I originally prepared this tutorial for students at our Faculty of Electrical Engineering in the scope of Machine Learning course. I had a presentation about AI in Smart Grids and I also prepared a machine learning use case, which was about clustering smart meter data. Besides that, I get a lot of messages on LinkedIn how to perform smart meter clustering, therefore I decided to explain it in this blog.

Dataset together with a Jupyter notebook is available here.

Let’s dive in…

There is a massive smart meter roll-out all over the world. Energy companies are replacing old induction energy meters with the new so-called smart meters. What is a smart meter? A smart meter is a device that measures household energy consumption (usually in 15 min intervals) and helps to gain better insights into consumer behavior and grid operating states.

One of the most exciting questions in the energy industry right now is, what can energy companies know about your behavior at home by analyzing smart metering data. This information can help them with grid planning, targeting the consumers in demand response and energy efficiency programs, providing better energy forecasts, etc.

In this tutorial, you will analyze consumer behavior using clustering.

## What is clustering?

Clustering is an unsupervised machine learning technique that enables grouping (clustering) similar observations together. In the example below, you can identify three smooth daily profiles out of a large group of unstructured daily profiles. The result corresponds to typical daily human behaviors.

## Understanding household behavior

First, let’s try to understand the data we are dealing with. In further analysis, we will use smart metering data with an hourly resolution for 100 consumers and only for wintertime.

### How does household behavior look on a daily basis?

At first, it seems that individual consumers behave randomly on a daily basis. By analyzing multiple consumers at the level of the transformer station or at some other higher level in the network the shape of typical daily load profiles can be identified. The figure below shows the daily load profile for one household, followed by daily load profiles for 10 and 200 households. We can see that by adding the load profiles the shapes become smoother.

Since we want to examine the habits of individual consumer groups, we need to combine only their load profiles.
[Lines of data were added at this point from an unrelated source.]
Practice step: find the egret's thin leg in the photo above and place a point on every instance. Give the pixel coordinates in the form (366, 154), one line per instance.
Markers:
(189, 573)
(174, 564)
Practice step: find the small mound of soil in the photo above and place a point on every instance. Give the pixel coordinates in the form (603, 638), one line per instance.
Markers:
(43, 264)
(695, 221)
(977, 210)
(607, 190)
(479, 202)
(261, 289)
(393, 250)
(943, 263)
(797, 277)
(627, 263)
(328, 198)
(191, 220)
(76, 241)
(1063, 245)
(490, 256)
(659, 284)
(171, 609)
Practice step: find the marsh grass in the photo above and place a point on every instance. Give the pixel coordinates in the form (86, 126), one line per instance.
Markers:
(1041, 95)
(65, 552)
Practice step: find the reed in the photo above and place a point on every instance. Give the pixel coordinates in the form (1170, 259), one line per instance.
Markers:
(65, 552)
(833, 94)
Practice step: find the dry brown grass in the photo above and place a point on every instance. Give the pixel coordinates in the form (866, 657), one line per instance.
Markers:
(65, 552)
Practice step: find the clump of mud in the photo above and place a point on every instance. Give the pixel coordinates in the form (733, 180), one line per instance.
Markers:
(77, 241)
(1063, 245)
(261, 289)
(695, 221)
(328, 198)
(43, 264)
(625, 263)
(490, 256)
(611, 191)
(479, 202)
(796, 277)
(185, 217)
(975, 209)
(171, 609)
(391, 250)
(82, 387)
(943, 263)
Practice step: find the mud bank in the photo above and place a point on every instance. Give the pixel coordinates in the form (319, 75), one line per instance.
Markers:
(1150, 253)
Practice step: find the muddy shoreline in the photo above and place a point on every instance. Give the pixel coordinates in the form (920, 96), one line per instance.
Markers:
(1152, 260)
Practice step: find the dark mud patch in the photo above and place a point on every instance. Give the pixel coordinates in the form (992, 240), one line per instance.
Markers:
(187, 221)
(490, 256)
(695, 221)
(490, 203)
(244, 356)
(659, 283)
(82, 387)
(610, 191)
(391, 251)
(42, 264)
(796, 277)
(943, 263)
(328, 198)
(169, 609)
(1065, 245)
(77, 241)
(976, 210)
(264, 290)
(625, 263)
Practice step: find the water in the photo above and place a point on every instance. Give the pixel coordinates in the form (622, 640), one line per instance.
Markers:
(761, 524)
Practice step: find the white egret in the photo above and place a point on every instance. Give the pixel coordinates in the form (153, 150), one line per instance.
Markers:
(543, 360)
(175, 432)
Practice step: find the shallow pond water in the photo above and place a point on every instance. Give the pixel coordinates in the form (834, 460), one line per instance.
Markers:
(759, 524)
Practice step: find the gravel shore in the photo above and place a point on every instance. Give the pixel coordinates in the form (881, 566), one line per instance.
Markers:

For example, we may want to combine the daily load profiles of only one certain type of household.

### Are you able to distinguish your grandma’s behavior from yours using machine learning?

Below is an example of a suburban area in Slovenia. Every symbol represents one household. Using clustering techniques you can distinguish families, elderly people, students, etc. (symbols on the image does not represent actual consumer behavior from that particular area and are there only for illustration purpose). The idea of the image below is to show how utilities can leverage smart meter data for spatial examination of consumer behavior.

### How to cluster consumers together?

There are various types of clustering techniques that can be applied, depending on your final goal. As mentioned before, clustering is grouping similar objects (observations together). When dealing with smart metering data, we have a demand time series (in kW) for every consumer.

What are observations in this case? How to model this?

Every consumer can be represented in three main ways:

with multiple daily load profiles (task 1),

with one mean daily load profile (task 2),

with one mean weekly load profile (task 3).

Clustering algorithm clusters every observation in a dataset in a particular cluster. When clustering smart meter data, you have to decide what will represent the observation in your dataset. As mentioned above, this can be a daily profile, a mean daily profile or a weekly profile. But keep in mind that when representing consumers with mean profiles, this averages out detailed daily behavior, whereas final results are easier to interpret.

Using mathematical notation, clustering can be written as follows. Let X denote a dataset matrix, where X ∈ R^(mxp) and m is the number of observations and p is the number of features. Clustering algorithm provides the vector l ∈ R^(mx1) denoting labels that connect every observation with the corresponding cluster. Further, cluster centroids can be calculated, by taking the mean of all the observations in every cluster separately.

### Which clustering algorithm is the best for time series clustering?

I think there is no simple answer to this question and I can only talk about what works well from my experience with energy data.

My suggestion:

When dealing with hourly resolution data using simple k-means works very well (used in this tutorial).

When dealing with higher resolution data such as 15-min use k-means with dynamic time warping (DTW) as a distance measure or k-Shape.

k-means with DTW as a distance measure and k-shape are both implemented in tslearn Python library. A great explanation of why DTW is an appropriate distance measure for time series data is available here. For mathematical explanation see this paper.

k-Shape algorithm was proposed here. If you want to understand the underlying concepts read the original paper, whereas authors also provide a comprehensive literature review about clustering time series data.

In this tutorial I used simple k-means implemented in sklearn.

### How to determine the right number of clusters?

k-means (with Euclidian distances and DTW) and k-Shape both need a number of clusters as an input parameter.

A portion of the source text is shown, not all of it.